The Royal LePage Boomer Trends Survey, recently released, found that 17 per cent of Canadian baby boomers (born between 1946-1964) are planning to purchase a new home in the next five years. This is expected to have a meaningful impact on the housing market, as the group represents 1.4 million potential buyers and sellers (information from Statistics Canada 2016 census date). The research, conducted by Leger for Royal LePage, found that more than half (59 per cent) are opting to renovate their current residence rather than buying a new home.
“Our research does indicate that smaller cities and recreational areas will attract more investment than major cities,” continued Soper. “This large segment of the population views our big cities as generally unaffordable for retirement purposes.”
The survey found that 44 per cent of respondents across Canada who still have children living at home expect them to move out between the ages of 21 and 25, and 21 per cent expect them to leave between the ages 26 and 30. Eighteen per cent anticipate their children will move out after the age of 30, with 9 per cent expecting them to depart after the age of 35.
“Our 2017 research into the largest group of first time home buyers in Canada, which we call the Peak Millennials, showed many were roosting in the family nest well beyond the traditional age of exit,” Soper said. “With this work, we have confirmed that boomers are allowing children to reside at home well into adulthood. Yet they won’t stay forever, and when they go, the folks are going condo shopping.”
Currently across Canada, according to the survey, over three quarters (77 per cent) of boomers own a home, nearly one in five (19 per cent) rent, while a very small number (1 per cent) live with family. When zooming in on current dwellings, the largest number (61 per cent) of boomers across Canada live in a detached home, followed by condominiums (21 per cent) and semi-detached/townhomes (12 per cent). Of boomer respondents planning to purchase a home in the next five years, 45 per cent are most likely to purchase a detached home, 32 per cent are most likely to purchase a condominium, while 10 per cent noted strongest interest in a semi-detached/townhome and 5 per cent said a recreational property.
When asked about plans nearing or during retirement, one in five (20 per cent) boomers intend on buying a new property, while 71 per cent do not plan on buying a new home. Respondent sentiments were mixed on the desire to downsize, with less than half (41 per cent) stating that they would seek a smaller dwelling in retirement, while just over half (52 per cent) have no intention of downsizing.
A minority of respondents plan to purchase or reside in a secondary home or live elsewhere for portions of the year. Ten per cent plan to buy a secondary property, while 15 per cent plan to sell their primary residence and move into their currently owned secondary property full-time. Nearing or during retirement, nearly one-quarter of boomers nationally plan to live in another city (24 per cent) or country (23 per cent) for at least three months of the year.

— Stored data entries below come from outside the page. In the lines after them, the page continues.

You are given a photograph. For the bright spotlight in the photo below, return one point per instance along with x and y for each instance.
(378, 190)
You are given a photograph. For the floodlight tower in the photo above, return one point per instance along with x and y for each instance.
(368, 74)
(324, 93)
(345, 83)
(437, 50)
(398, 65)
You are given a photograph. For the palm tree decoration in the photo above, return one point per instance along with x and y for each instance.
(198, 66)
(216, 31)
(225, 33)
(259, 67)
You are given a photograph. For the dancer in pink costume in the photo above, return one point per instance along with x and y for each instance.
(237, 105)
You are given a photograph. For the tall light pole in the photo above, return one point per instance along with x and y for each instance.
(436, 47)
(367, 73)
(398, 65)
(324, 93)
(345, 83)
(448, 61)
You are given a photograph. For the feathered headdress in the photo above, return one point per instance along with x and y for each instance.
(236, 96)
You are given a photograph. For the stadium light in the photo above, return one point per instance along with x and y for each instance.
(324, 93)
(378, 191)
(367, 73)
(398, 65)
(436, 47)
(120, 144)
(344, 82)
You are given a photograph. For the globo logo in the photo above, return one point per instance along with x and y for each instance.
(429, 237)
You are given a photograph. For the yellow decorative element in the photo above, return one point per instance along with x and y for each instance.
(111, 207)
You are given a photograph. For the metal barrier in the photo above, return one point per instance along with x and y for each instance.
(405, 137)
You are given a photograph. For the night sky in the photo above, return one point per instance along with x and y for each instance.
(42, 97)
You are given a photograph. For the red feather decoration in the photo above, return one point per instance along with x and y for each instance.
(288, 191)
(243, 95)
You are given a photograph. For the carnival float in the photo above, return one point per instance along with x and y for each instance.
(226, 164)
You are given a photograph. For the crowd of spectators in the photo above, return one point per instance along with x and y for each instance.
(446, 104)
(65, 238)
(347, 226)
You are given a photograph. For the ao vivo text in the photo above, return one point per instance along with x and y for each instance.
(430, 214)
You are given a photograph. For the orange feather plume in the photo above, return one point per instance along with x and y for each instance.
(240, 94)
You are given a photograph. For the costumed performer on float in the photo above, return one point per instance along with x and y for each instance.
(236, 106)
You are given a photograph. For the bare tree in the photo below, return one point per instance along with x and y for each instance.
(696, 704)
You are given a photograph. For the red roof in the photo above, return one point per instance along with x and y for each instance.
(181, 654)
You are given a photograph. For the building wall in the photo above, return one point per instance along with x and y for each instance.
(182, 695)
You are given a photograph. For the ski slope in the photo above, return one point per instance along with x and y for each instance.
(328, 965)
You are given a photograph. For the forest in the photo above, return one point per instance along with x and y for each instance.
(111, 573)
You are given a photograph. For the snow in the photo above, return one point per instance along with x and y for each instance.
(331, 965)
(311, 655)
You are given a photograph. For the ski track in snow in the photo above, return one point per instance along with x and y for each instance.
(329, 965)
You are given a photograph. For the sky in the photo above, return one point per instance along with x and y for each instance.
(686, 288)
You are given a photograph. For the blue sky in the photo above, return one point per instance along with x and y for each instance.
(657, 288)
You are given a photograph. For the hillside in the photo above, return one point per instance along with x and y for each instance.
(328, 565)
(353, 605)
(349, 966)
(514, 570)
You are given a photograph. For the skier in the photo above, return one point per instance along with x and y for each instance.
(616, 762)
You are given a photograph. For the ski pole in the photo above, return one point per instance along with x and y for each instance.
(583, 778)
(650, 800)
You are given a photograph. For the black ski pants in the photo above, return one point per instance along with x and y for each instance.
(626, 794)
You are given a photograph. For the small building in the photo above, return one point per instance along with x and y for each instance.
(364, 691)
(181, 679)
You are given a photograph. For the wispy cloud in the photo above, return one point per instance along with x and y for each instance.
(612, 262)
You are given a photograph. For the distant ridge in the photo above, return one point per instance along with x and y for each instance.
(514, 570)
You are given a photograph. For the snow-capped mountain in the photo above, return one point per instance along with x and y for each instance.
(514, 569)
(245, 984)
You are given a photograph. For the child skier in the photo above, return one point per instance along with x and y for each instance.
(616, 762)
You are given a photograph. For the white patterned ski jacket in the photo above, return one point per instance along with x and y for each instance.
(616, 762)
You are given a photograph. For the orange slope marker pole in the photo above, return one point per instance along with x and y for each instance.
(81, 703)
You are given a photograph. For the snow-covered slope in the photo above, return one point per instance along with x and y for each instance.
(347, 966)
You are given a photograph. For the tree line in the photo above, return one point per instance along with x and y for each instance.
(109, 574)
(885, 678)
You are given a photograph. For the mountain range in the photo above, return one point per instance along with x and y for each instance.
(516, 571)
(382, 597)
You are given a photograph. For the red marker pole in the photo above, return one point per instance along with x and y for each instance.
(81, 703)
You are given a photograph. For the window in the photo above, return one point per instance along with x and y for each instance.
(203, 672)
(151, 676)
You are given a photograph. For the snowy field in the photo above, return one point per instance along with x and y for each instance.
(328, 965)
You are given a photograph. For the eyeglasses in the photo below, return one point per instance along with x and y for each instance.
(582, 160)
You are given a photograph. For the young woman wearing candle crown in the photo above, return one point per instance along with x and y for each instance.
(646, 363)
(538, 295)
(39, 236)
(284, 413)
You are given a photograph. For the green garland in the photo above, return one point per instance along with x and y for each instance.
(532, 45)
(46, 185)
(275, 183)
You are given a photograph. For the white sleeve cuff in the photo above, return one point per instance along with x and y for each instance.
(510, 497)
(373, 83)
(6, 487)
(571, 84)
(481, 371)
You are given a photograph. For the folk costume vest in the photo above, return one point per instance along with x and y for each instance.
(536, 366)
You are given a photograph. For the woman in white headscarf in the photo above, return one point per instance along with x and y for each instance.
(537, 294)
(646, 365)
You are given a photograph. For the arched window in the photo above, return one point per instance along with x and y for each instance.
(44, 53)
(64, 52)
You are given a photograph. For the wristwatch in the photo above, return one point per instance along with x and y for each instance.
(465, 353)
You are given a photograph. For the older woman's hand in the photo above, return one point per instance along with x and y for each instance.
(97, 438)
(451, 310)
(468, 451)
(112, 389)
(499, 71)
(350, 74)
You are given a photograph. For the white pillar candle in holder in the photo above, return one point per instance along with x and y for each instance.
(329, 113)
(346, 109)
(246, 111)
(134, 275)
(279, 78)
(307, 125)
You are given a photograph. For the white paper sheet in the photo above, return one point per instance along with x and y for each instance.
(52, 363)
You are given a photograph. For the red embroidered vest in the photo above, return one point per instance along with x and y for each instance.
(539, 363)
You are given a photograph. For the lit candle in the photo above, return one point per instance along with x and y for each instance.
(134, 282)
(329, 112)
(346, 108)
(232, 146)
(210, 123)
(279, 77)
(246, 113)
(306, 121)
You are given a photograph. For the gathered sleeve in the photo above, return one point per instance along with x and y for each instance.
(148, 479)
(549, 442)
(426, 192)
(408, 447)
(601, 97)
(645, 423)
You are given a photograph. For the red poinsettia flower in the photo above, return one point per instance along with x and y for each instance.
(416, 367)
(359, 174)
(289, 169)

With the rapid appreciation of home prices in the province, boomers in Ontario are the most likely to consider downsizing as they approach retirement. Almost half (49 per cent) of all respondents said they plan to move into a smaller home as they near or enter their golden years, the highest rate in among all regions surveyed. Four-fifths (80 per cent) of boomers in the province currently own their home, and 20 per cent plan to buy a new property within the next five years.
As boomers in Ontario plan their retirement, they are also the most likely to consider changing cities as they look for a home they can afford. Forty per cent of respondents stated that they are willing to move to a new city or suburb where homes are more affordable, the highest rate in the country. Thirty-two per cent of those willing to move would consider moving more than an hour away from their current city.
While most boomers in Ontario would prefer to remain in a detached home when downsizing, many are open to condominium living. Forty-six per cent of respondents said they would consider a condominium for their next home purchase.
“Boomers in Ontario are looking to reduce expenses as they approach retirement,” said Caroline Baile, broker, Royal LePage Your Community Realty. “By downsizing to a condo or moving to a more affordable city, boomers are able to tap into the equity in their homes and have more certainty about their costs. They are looking to transition into a lifestyle that gives them more freedom to pursue other activities without having to deal with time-consuming upkeep and unexpected repairs.”
Half (50 per cent) of boomers in the region said they would be willing to give money to their children to help them purchase a home. Of those that are willing to help their children with a down payment, 44 per cent of respondents would be willing to contribute up to 25 per cent of the total value of the home.